21.3 Viral Infections of the Skin and Eyes

  • Papillomas (warts) are caused by human papillomaviruses.
  • Herpes simplex virus (especially HSV-1) mainly causes oral herpes, but lesions can appear on other areas of the skin and mucous membranes.
  • Roseola and fifth disease are common viral illnesses that cause skin rashes; roseola is caused by HHV-6 and HHV-7 while fifth disease is caused by parvovirus 19.
  • Viral conjunctivitis is often caused by adenoviruses and may be associated with the common cold. Herpes keratitis is caused by herpesviruses that spread to the eye.

21.4 Mycoses of the Skin

  • Mycoses can be cutaneous, subcutaneous, or systemic.
  • Common cutaneous mycoses include tineas caused by dermatophytes of the genera Trichophyton, Epidermophyton, and Microsporum. Tinea corporis is called ringworm. Tineas on other parts of the body have names associated with the affected body part.
  • Aspergillosis is a fungal disease caused by molds of the genus Aspergillus. Primary cutaneous aspergillosis enters through a break in the skin, such as the site of an injury or a surgical wound; it is a common hospital-acquired infection. In secondary cutaneous aspergillosis, the fungus enters via the respiratory system and disseminates systemically, manifesting in lesions on the skin.
  • The most common subcutaneous mycosis is sporotrichosis (rose gardener’s disease), caused by Sporothrix schenkii.
  • Yeasts of the genus Candida can cause opportunistic infections of the skin called candidiasis, producing intertrigo, localized rashes, or yellowing of the nails.

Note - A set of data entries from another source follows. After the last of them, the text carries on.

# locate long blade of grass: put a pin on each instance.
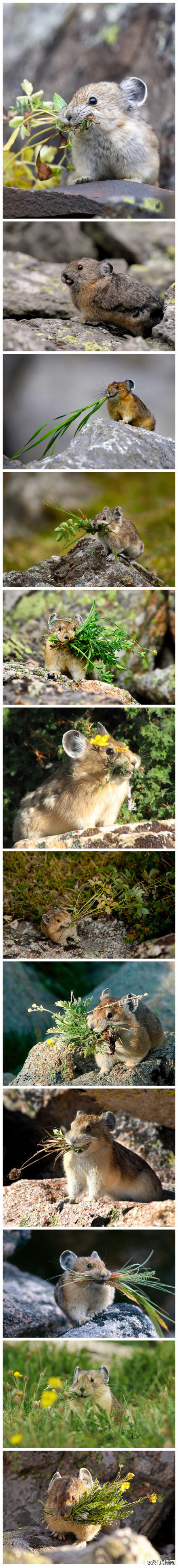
(66, 422)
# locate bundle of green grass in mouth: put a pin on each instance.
(97, 643)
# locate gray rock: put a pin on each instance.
(122, 1547)
(107, 446)
(30, 1308)
(85, 565)
(165, 333)
(29, 1305)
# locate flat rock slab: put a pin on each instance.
(38, 336)
(129, 836)
(29, 1305)
(97, 940)
(30, 1308)
(104, 198)
(44, 1064)
(85, 565)
(124, 1547)
(40, 316)
(32, 684)
(104, 444)
(40, 1205)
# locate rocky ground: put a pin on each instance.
(40, 1205)
(44, 1067)
(40, 316)
(102, 448)
(87, 567)
(97, 940)
(29, 684)
(129, 836)
(30, 1308)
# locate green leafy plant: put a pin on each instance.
(102, 645)
(38, 1409)
(71, 1032)
(105, 1504)
(60, 430)
(30, 117)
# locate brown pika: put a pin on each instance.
(96, 1385)
(63, 1492)
(111, 298)
(122, 405)
(83, 794)
(60, 658)
(57, 926)
(119, 535)
(108, 140)
(129, 1031)
(99, 1165)
(83, 1290)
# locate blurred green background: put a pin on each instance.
(29, 518)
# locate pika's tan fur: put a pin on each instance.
(118, 534)
(58, 656)
(136, 1031)
(99, 1165)
(124, 405)
(82, 1297)
(114, 145)
(82, 797)
(94, 1385)
(63, 1492)
(113, 298)
(57, 926)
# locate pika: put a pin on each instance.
(83, 1297)
(97, 1164)
(129, 1031)
(113, 298)
(94, 1385)
(57, 926)
(119, 535)
(122, 405)
(58, 656)
(87, 796)
(108, 140)
(63, 1492)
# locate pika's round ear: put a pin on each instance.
(87, 1478)
(54, 1478)
(102, 730)
(134, 92)
(130, 385)
(110, 1118)
(76, 1374)
(74, 744)
(132, 1002)
(68, 1260)
(107, 267)
(105, 1374)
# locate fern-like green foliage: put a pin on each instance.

21.5 Protozoan and Helminthic Infections of the Skin and Eyes

  • The protozoan Acanthamoeba and the helminth Loa loa are two parasites that can breach the skin barrier, causing infections of the skin and eyes.
  • Acanthamoeba keratitis is a parasitic infection of the eye that often results from improper disinfection of contact lenses or swimming while wearing contact lenses.
  • Loiasis, or eye worm, is a disease endemic to Africa that is caused by parasitic worms that infect the subcutaneous tissue of the skin and eyes. It is transmitted by deerfly vectors.